Anatomy of a storm: Flossie's almost direct hit on Hawaii
It may have felt like Hawaii was hit by a tropical storm, but technically, it wasn't.
Hawaii has seen its share of stormy weather over the past few years, but it has been decades since a powerful tropical cyclone actually hit Hawaii.
Flossie seemed to end this drought as the tropical storm brought downpours and a spectacular lightning show, but in the end the storm turned out to be a very close miss because it did not make landfall in the islands.
Flossie formed in the Pacific Ocean 10 days ago, fueled by warm ocean water, quickly becoming a tropical storm.
It headed northwest toward Hawaii and grew stronger, seeming to take aim at the islands.

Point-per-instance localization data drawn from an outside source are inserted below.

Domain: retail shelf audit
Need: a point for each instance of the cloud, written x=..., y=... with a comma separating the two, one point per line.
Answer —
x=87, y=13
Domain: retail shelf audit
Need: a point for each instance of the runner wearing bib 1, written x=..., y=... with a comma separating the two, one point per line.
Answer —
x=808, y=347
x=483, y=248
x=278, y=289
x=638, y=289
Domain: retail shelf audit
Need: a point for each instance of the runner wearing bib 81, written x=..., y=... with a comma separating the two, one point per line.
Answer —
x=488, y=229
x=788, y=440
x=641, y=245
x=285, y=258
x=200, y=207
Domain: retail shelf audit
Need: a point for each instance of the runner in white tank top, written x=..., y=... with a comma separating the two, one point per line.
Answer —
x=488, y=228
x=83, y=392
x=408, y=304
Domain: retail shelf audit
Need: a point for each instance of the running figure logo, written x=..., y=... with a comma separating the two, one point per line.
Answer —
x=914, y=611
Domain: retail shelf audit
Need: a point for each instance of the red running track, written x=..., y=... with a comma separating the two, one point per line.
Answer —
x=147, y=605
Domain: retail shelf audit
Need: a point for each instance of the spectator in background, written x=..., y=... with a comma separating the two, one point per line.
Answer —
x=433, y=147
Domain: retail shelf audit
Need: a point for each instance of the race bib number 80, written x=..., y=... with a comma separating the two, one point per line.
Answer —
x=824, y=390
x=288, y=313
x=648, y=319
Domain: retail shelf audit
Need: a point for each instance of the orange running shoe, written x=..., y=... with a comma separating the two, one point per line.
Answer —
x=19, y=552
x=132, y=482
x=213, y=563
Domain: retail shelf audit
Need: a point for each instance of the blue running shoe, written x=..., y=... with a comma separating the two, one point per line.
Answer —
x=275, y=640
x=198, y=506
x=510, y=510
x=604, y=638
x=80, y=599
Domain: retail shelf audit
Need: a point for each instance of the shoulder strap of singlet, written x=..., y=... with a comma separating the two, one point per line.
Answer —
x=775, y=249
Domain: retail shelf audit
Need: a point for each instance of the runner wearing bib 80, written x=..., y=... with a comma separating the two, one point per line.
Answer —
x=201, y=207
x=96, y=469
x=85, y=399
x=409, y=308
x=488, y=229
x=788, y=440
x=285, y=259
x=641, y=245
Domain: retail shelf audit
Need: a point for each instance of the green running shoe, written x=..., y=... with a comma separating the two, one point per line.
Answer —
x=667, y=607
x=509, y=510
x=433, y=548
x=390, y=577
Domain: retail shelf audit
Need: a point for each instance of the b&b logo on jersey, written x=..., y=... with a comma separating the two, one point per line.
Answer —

But just before it arrived, the center of Flossie took a job to the north, while the thunderstorms that helped to fuel it went to the south over the state.
Those dramatic thunderstorms dumped rain over Maui County, as Flossie weakened into a tropical depression.
The storm didn't make a direct hit, and neither did sustained winds of more than 40 mph.
Even though Flossie was closely tracked and monitored, this storm still had some surprises, even for the experts at the Central Pacific Hurricane Center.
"We kept expecting a weakening trend, but on consecutive nights we saw Flossie take some intensification trends that was some of the more surprising things with Flossie," said one CPHC meteorologist.